Wpis z mikrobloga

Mirki szanujcie swoich ojców. Pojechałem do pracy na 6 żeby sie dowiedzieć ze tata miał zawał. Szybkie 35 km do szpitala i okazali się ze wszystko dobrze:) Mama w nocy zawiozła go na SOR i to go chyba uratowali, bo przyjechał z bólem klatki piersiowej i zawał mial tak naprawdę na miejscu. Odrazu na stół i wszystko dobrze. Powiem szczerze, jak jeszcze takiej sytuacji nie przeżyliście to proście żeby nigdy nie nadeszła. Trzymajcie kciuki, teraz 5 dni z podwyższonym zagrożeniem musi siedzieć w szpitalu, a jak wszystko będzie okej to spędzimy kolejne święta razem. Jeżeli uda nam sie je spędzić razem to będę najszczęśliwsza osobą na świecie chyba.

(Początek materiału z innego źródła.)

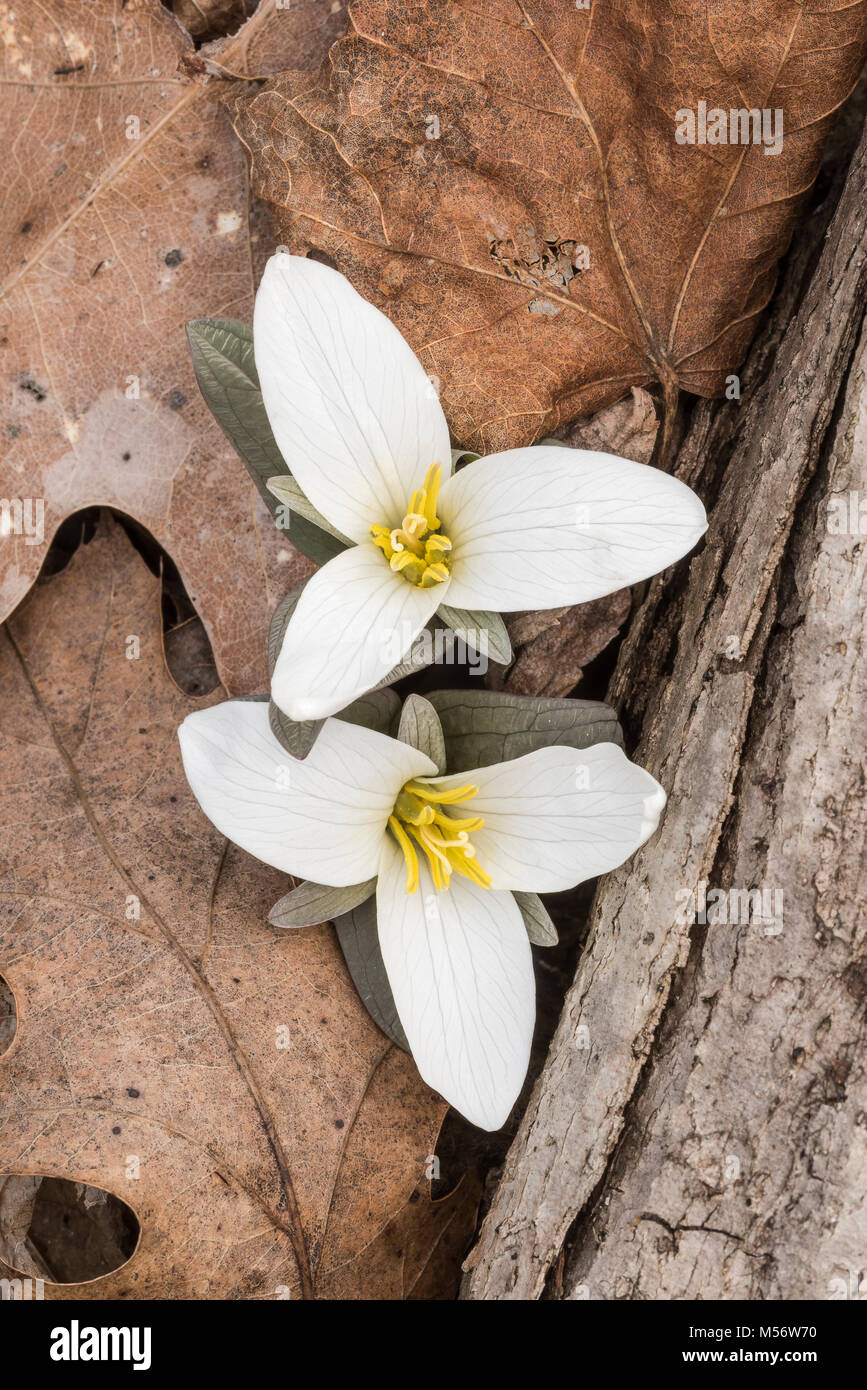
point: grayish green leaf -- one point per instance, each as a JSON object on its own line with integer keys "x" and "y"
{"x": 313, "y": 902}
{"x": 225, "y": 371}
{"x": 484, "y": 727}
{"x": 288, "y": 491}
{"x": 480, "y": 628}
{"x": 421, "y": 729}
{"x": 295, "y": 736}
{"x": 279, "y": 622}
{"x": 360, "y": 947}
{"x": 537, "y": 919}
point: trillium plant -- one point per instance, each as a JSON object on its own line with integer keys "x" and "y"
{"x": 427, "y": 833}
{"x": 363, "y": 432}
{"x": 445, "y": 856}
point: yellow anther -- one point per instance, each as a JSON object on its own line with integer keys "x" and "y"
{"x": 446, "y": 798}
{"x": 414, "y": 540}
{"x": 420, "y": 822}
{"x": 431, "y": 491}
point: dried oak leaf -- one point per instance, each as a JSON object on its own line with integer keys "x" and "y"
{"x": 163, "y": 1027}
{"x": 125, "y": 213}
{"x": 453, "y": 160}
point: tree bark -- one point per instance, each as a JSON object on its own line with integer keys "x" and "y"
{"x": 699, "y": 1127}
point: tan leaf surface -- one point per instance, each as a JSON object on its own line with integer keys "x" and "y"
{"x": 110, "y": 245}
{"x": 455, "y": 157}
{"x": 261, "y": 1166}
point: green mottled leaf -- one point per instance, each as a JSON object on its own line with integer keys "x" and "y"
{"x": 279, "y": 622}
{"x": 225, "y": 371}
{"x": 484, "y": 727}
{"x": 537, "y": 919}
{"x": 480, "y": 627}
{"x": 288, "y": 491}
{"x": 360, "y": 947}
{"x": 295, "y": 736}
{"x": 313, "y": 902}
{"x": 421, "y": 729}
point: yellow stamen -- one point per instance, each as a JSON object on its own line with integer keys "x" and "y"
{"x": 409, "y": 854}
{"x": 445, "y": 798}
{"x": 420, "y": 822}
{"x": 411, "y": 548}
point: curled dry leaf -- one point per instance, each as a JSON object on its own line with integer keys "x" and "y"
{"x": 505, "y": 182}
{"x": 166, "y": 1033}
{"x": 125, "y": 216}
{"x": 553, "y": 660}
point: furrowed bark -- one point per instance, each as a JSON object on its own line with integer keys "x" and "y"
{"x": 698, "y": 1129}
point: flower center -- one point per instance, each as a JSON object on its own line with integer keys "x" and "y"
{"x": 413, "y": 549}
{"x": 423, "y": 819}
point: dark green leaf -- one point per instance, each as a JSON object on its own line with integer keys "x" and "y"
{"x": 480, "y": 628}
{"x": 289, "y": 494}
{"x": 360, "y": 947}
{"x": 537, "y": 919}
{"x": 225, "y": 371}
{"x": 313, "y": 902}
{"x": 484, "y": 727}
{"x": 295, "y": 736}
{"x": 421, "y": 729}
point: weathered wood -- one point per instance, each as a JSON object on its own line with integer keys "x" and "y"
{"x": 698, "y": 1127}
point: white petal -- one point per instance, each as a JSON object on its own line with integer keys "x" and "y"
{"x": 559, "y": 816}
{"x": 460, "y": 969}
{"x": 537, "y": 528}
{"x": 353, "y": 412}
{"x": 354, "y": 622}
{"x": 321, "y": 819}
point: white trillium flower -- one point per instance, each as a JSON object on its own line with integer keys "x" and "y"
{"x": 448, "y": 851}
{"x": 361, "y": 430}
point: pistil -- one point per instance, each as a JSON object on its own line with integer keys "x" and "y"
{"x": 413, "y": 549}
{"x": 418, "y": 822}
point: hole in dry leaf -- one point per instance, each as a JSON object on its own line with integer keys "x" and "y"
{"x": 186, "y": 645}
{"x": 209, "y": 20}
{"x": 188, "y": 651}
{"x": 323, "y": 257}
{"x": 52, "y": 1228}
{"x": 9, "y": 1016}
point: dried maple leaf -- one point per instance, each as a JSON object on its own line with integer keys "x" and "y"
{"x": 124, "y": 216}
{"x": 218, "y": 1075}
{"x": 505, "y": 182}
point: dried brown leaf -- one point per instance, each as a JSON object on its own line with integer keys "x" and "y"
{"x": 125, "y": 214}
{"x": 153, "y": 995}
{"x": 453, "y": 160}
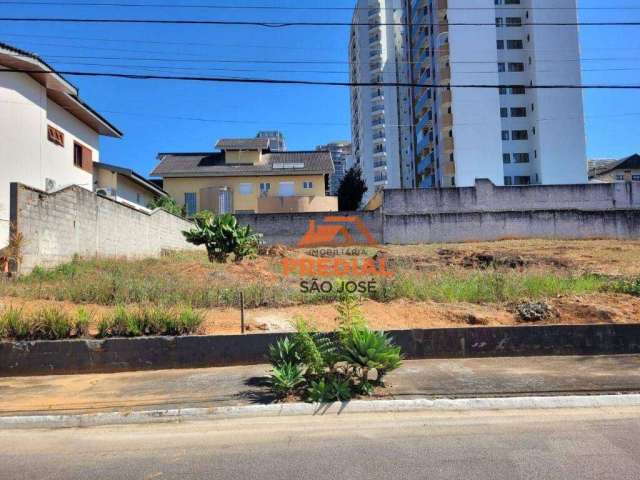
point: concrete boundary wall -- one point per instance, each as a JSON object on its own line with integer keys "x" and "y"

#ojcowie #nfz #niewiemjaktootagowac
  • 15
  • Odpowiedz
  • Otrzymuj powiadomienia
    o nowych komentarzach

  • 0
@Mr_Swistak: Szczescia i zdrowia zycze. Dwa lata temu bez zadnych wczesniejszych oznak moja mama miala takze zawal i to bardzo rozlegly. Na szczescie takze wszystko sie dobrze potoczylo.
  • Odpowiedz
@Mr_Swistak: Doskonale wiem co czujesz. Wczoraj był rok po zawale mojego ojca. Skończyło się na by-passach i 3 miesiącach poza domem :(. Nie pamiętam gorszych świąt. Na szczęscie teraz tata już zdrowy :)). Trzymam kciuki za Twojego.